Shelter Associates attends RAY Consultation in Bangalore
On 27th & 28th of January 2012 two members of Shelter Associates attended a Rajiv Awas Yojana (RAY) National Consultation in Bangalore, which was organised by CIVIC BANGALORE (Citizens Voluntary Initiative for the City), Hazards Centre, and INHAF. At the consultation Shelter Associates presented their Integrated Housing and Slum Development Program (IHSDP), which is currently being implemented in Sangli and Miraj under the Government of India's (GOI) Jawaharlal Nehru National Urban Renewal Mission (JNNURM). Shelter Associates suggested to the GOI's Planning Commission representative that the IHSDP in Sangli and Miraj is a better pilot of the GOI's new slum rehabilitation scheme RAY, than the RAY pilot that is currently being piloted in Ward 14 of Pune, because the Shelter Associates project in Sangli and Miraj includes more of the principal of RAY. The RAY Guidelines state that a city-wide holistic approach should be adopted in relation to slum rehabilitation , and that the community should be involved at all stages and that "the attempt to design for the people should be done with the people" (please refer to GOI RAY Guidelines Section 5.2.2 and 5.2.5). All slums within a city should be included within one strategy which, when implemented, should result in all slum dwellers being freed from the risk of eviction. This idea has not been adopted for the RAY pilot in Pune as the 5 slums within the ward have been given to 3 separate NGO's, meaning that no holistic strategy for the ward can be proposed.
Shelter Associates also questioned some of the opinions held by attendees which had little practical application, and asserted the necessity of people with experience in slum rehabilitation attending these consultations as and impractical opinions tend to prevail, such as:
"The relocation of slum dwellers is always bad and should be resisted'"
The land that slums occupy is not owned by the residents of the slums and some say that the slum dwellers should be given the ownership of the land. However, this is not always a good idea as the land might be prone to flooding, it might have development plan reservations associated with it, it might be owned by multiple parties and/or it might be owned privately. Shelter Associates position is that all slum dwellers should be given security of tenure and at the end of a rehabilitation process and should be freed from the risk of eviction and to achieve this two strategies should be adopted. Strategy 1: Slums that are free from flooding, and development plan reservations, and whose ownership can be handed to the slum dwellers should be rehabilitated in-situ to a higher density so that slum dwellers from nearby slums can be accommodated; these slums become 'receiving sites' for nearby slum dwellers who are at risk of eviction. Strategy 2: Slums that are prone to flooding, or have development plan reservations, or are privately owned should be relocated to nearby 'receiving sites'.

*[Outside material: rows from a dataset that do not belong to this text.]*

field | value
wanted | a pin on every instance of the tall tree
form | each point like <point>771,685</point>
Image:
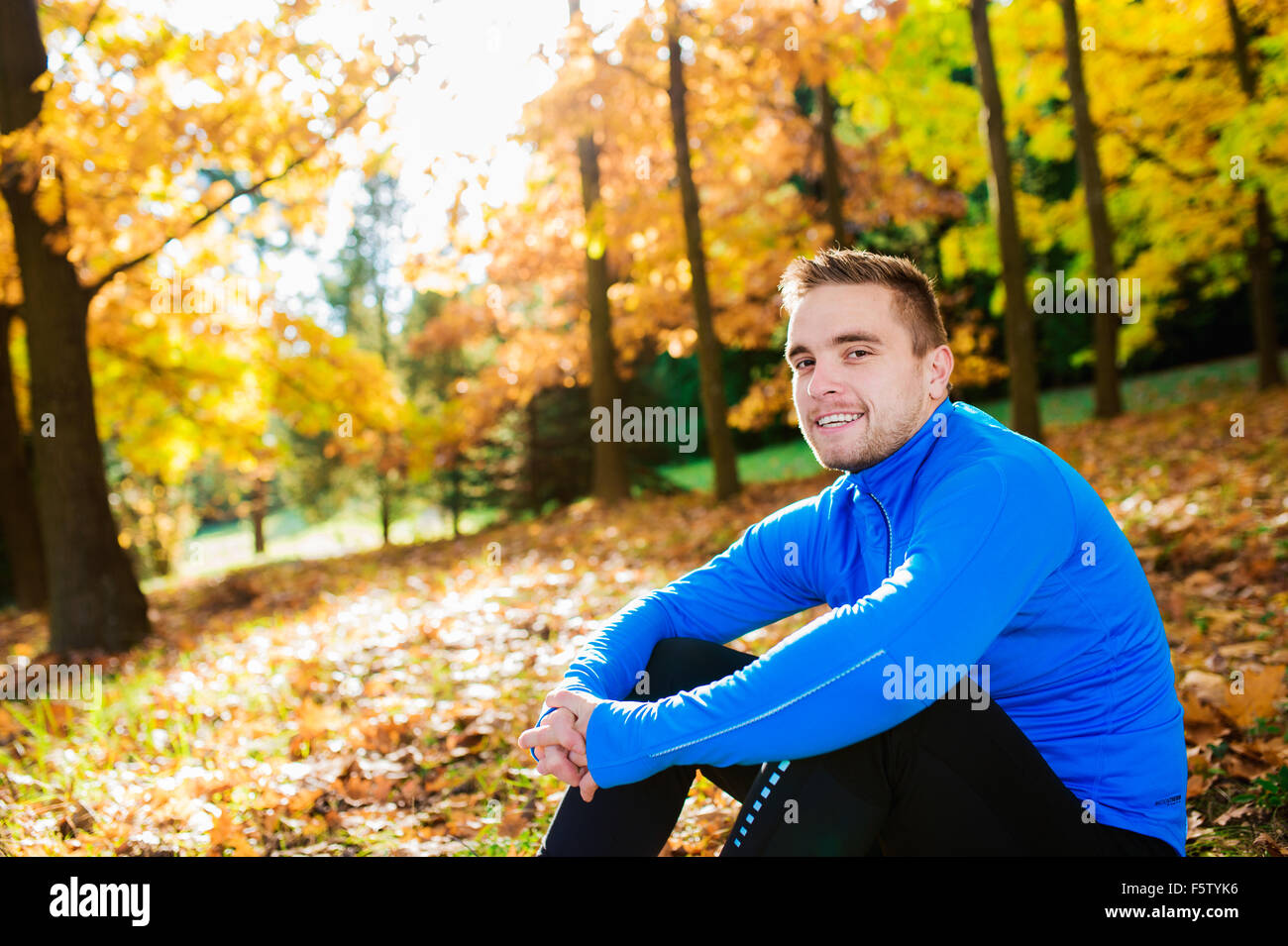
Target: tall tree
<point>1020,332</point>
<point>1265,331</point>
<point>17,498</point>
<point>711,373</point>
<point>65,255</point>
<point>1108,395</point>
<point>609,480</point>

This means that relocation is a necessary element of slum rehabilitation and is the reason why a holistic city-wide approach has always been advocated by Shelter Associates; a strategy for the whole urban area must be prepared to ensure that all slum dwellers are freed from the risk of eviction. Relocations are not evictions and with skill, care, community participation and social mobilisation, relocations can be an integral component of a meaningful process of rehabilitation. This has been the case in the IHSDP in Sangli and Miraj where the Sanjay Nagar slum happily and peacefully moved to a transition camp so that the contractor could commence construction on the houses that all members of the Sanjay Nagar community want.
"Only BSUP service upgrades should be considered"
The Basic Services for the Urban Poor (BSUP) is often cited as the best way to address the situation in slums. Shelter Associates accept BSUP as a temporary measure because it addresses issues of health and hygiene because the slums get connected to the municipal water, sanitation, waste and power systems. However; the BSUP approach, as it has been implemented in Pune (Maharashtra), fails to address the fundamental issue of ownership; at the end of a BSUP scheme slum dwellers are still exposed to the risk of eviction. The BSUP approach also fails to address the issue of access and egress in the event of a fire and the issues associated with natural light and ventilation. Under BSUP model of slum rehabilitation the footprint of the existing houses tends to remain too narrow to provide access for fire fighters, or adequate natural light or natural ventilation. Shelter Associates feel that these narrow streets put an unsustainable (and unnecessary) financial burden on the slum dwellers as homes are required to be artificially lit and artificially ventilated. And, as slums dwellers can opt out of a BSUP scheme it is debatable to what extent this approach can address the health and hygiene issues in a slum anyway.